- Christ Episcopal Church
- U.S. National Register of Historic Places
- Location: Gibson Hill Rd., SW of Rtes. 19 and 408, Belvidere, New York
- Coordinates: 42°15′09″N 78°03′46″W﻿ / ﻿42.2525°N 78.0628°W
- Area: 2 acres (0.81 ha)
- Built: 1860
- Architectural style: Gothic Revival
- NRHP reference No.: 74001218
- Added to NRHP: May 17, 1974

= Christ Episcopal Church (Belvidere, New York) =

Historic church in New York, United States

Christ Episcopal Church is a historic Episcopal church in Belvidere, Allegany County, New York. The Gothic Revival style frame church was built in 1860 and features Carpenter Gothic elements. It is a one-story board and batten clad rectangular structure with a slate gable roof.

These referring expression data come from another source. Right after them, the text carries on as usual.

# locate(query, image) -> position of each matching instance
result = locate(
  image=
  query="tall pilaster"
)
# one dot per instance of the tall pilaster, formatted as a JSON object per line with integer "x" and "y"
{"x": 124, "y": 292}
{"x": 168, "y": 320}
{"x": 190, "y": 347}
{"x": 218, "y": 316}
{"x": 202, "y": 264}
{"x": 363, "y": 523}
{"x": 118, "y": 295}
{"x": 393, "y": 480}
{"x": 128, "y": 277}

It was listed on the National Register of Historic Places in 1974. At the time, it was classified within the Episcopal Church as a "Chapel at Ease," meaning it did not host regular services (those had ceased in the 1930s) but hosted two semi-annual services, one in June and the other in September, staffed by clergy from the Episcopal Churches in surrounding communities. It was officially deconsecrated after the June 2018 service and turned over to a community foundation, which will operate the building as the multi-purpose Belvidere Cornerstone.